- Education: National University of La Plata
- Occupation: Pediatric pathologist
- Known for: Sudden Infant Death syndrome

= Marta Cohen =

British pediatric pathologist

Marta Cecilia Cohen (Trenque Lauquen, Buenos Aires Province, 1961) is a clinical pediatric pathologist, and currently head of the Department of Histopathology and Clinical Director of Pharmacy, Pathology, and Genetics at Sheffield Children's Hospital, and an honorary professor at the University of Sheffield. Her clinical work focusses on sudden infant death.

== Biography ==
Marta Cecilia Cohen studied at National University of La Plata. Cohen has previously worked residency positions at the Hospital de Clínicas and the Ricardo Gutiérrez Children's Hospital (both in Buenos Aires), as well as possessing a Pediatric Pathology fellowship at the Red Cross War Memorial Children's Hospital in Cape Town. In 2003 Cohen joined the Sheffield Children's Hospital. Cohen was president of the International Association of Pediatric Pathology from 2016 to 2018, and was included on the 2019 Power List by The Pathologist. Cohen was awarded an Order of the British Empire in the 2020 Birthday Honours list.

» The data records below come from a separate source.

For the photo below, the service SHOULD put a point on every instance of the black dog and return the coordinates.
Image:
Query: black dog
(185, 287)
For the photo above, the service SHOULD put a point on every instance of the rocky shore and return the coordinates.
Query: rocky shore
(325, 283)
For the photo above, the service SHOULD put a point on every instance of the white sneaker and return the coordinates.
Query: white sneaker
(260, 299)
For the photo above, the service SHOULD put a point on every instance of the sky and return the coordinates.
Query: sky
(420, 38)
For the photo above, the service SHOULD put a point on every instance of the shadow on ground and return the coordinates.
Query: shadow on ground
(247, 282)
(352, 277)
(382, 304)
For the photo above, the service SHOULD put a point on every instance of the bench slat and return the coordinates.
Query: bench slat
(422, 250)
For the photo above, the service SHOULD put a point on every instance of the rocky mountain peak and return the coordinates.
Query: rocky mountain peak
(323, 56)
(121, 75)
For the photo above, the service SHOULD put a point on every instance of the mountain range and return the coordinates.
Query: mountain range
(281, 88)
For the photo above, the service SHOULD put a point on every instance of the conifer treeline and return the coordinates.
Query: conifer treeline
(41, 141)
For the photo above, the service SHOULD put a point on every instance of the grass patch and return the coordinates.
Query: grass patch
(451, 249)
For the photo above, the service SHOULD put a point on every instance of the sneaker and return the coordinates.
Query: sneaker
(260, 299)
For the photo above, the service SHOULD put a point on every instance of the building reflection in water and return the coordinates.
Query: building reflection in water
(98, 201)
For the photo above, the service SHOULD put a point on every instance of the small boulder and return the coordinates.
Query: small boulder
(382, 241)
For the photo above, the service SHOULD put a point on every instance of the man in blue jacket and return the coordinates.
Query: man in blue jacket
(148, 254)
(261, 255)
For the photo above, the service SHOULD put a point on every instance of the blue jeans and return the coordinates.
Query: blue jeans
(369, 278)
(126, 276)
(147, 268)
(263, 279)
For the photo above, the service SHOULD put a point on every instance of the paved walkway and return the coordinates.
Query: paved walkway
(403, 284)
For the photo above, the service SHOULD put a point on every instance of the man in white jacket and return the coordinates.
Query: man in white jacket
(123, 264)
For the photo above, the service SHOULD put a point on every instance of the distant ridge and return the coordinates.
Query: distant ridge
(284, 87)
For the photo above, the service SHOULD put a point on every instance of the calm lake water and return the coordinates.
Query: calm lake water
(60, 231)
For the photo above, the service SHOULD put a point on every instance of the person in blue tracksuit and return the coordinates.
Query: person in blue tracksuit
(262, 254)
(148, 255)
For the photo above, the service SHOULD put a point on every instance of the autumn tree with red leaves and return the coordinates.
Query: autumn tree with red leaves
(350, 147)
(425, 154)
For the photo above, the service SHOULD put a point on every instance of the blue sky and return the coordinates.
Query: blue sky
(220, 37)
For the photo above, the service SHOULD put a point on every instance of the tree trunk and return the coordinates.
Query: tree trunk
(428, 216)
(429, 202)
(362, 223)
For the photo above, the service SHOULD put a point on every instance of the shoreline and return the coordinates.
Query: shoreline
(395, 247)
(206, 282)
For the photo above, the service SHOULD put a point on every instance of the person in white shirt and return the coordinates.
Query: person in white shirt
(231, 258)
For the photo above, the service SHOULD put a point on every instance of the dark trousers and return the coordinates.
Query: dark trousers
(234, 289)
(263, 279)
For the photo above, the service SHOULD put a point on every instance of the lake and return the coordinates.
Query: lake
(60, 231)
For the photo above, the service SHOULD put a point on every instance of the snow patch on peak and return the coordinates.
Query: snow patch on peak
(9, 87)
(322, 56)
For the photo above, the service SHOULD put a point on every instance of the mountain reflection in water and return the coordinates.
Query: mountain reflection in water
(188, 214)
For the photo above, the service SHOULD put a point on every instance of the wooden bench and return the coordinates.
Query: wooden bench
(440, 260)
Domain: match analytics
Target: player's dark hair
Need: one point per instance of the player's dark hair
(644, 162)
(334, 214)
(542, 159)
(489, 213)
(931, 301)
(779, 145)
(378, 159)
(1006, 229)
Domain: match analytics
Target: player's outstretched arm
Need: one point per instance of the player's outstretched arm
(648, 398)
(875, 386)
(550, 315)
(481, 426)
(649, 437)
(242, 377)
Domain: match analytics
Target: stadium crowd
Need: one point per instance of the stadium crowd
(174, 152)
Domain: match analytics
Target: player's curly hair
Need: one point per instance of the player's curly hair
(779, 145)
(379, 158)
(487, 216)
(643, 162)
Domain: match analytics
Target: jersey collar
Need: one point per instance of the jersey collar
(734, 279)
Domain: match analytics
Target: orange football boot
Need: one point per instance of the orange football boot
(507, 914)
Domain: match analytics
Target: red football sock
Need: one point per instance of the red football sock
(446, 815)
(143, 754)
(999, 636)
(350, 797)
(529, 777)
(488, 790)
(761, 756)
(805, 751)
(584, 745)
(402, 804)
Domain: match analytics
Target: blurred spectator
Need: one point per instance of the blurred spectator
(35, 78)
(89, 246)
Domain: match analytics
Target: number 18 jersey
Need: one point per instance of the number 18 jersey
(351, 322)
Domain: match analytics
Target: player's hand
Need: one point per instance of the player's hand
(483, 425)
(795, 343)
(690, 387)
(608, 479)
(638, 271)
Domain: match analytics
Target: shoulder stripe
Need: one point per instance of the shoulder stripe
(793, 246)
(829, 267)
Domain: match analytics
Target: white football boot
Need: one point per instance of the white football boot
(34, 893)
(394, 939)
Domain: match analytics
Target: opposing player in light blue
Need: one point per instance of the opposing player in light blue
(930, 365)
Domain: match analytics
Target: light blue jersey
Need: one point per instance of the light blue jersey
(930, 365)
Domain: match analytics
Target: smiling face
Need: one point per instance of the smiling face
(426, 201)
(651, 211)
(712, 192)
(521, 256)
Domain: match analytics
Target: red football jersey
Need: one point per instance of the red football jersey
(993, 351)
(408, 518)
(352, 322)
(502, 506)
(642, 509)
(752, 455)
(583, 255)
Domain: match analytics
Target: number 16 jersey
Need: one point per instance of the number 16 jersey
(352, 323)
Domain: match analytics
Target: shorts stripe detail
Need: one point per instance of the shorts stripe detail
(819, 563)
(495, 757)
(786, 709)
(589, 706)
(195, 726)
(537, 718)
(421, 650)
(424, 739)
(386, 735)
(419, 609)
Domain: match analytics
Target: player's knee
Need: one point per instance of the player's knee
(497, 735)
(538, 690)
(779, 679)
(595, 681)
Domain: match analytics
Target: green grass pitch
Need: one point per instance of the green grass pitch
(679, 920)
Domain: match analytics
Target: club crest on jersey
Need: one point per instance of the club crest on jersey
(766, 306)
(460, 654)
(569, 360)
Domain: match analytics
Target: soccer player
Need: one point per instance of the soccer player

Cohen is considered to be sceptic of shaken baby syndrome, arguing that there has never been evidence that proves its existence. Her stance has led to restrictions in the past on giving expert testimony in court cases.

Cohen has served in several influential positions: the chair of the scientific committee of the world congress of ISPID 2016: International Society for Study and Prevention of Perinatal and Infant Death; a board member of The International Society for Study and Prevention of Perinatal and Infant Death; and the Past President of the International Paediatric Pathology Association.

She is also on the editorial board of the medical journal Pediatric and Developmental Pathology, and she has been a co-editor of three books and one-book series with Cambridge University Press.

== Selected works ==

- Cohen, M. C., & Kaschula, R. O. C. (1992). Primary pulmonary tumors in childhood: a review of 31 years' experience and the literature. Pediatric pulmonology, 14(4), 222–232.
- Cohen, M. C., Roper, E. C., Sebire, N. J., Stanek, J., & Anumba, D. O. (2005). Placental mesenchymal dysplasia associated with fetal aneuploidy. Prenatal diagnosis, 25(3), 187–192.
- Sawal, M., Cohen, M., Irazuzta, J. E., Kumar, R., Kirton, C., Brundler, M. A., ... & Klonin, H. (2009). Fulminant pertussis: a multi‐center study with new insights into the clinico‐pathological mechanisms. Pediatric pulmonology, 44(10), 970–980.
- Cohen, M. C., Paley, M. N., Griffiths, P. D., & Whitby, E. H. (2008). Less invasive autopsy: benefits and limitations of the use of magnetic resonance imaging in the perinatal postmortem. Pediatric and Developmental Pathology, 11(1), 1–9.
- Cohen, M. C., Offiah, A., Sprigg, A., & Al-Adnani, M. (2013). Vitamin D Deficiency and Sudden Unexpected Death in Infancy and Childhood: A Cohort Study. Pediatric and Developmental Pathology, 16(4), 292–300. https://doi.org/10.2350/13-01-1293-OA.1
- Ayoub, D. M., Hyman, C., Cohen, M., & Miller, M. (2014). A critical review of the classic metaphyseal lesion: traumatic or metabolic?. American Journal of Roentgenology, 202(1), 185–196.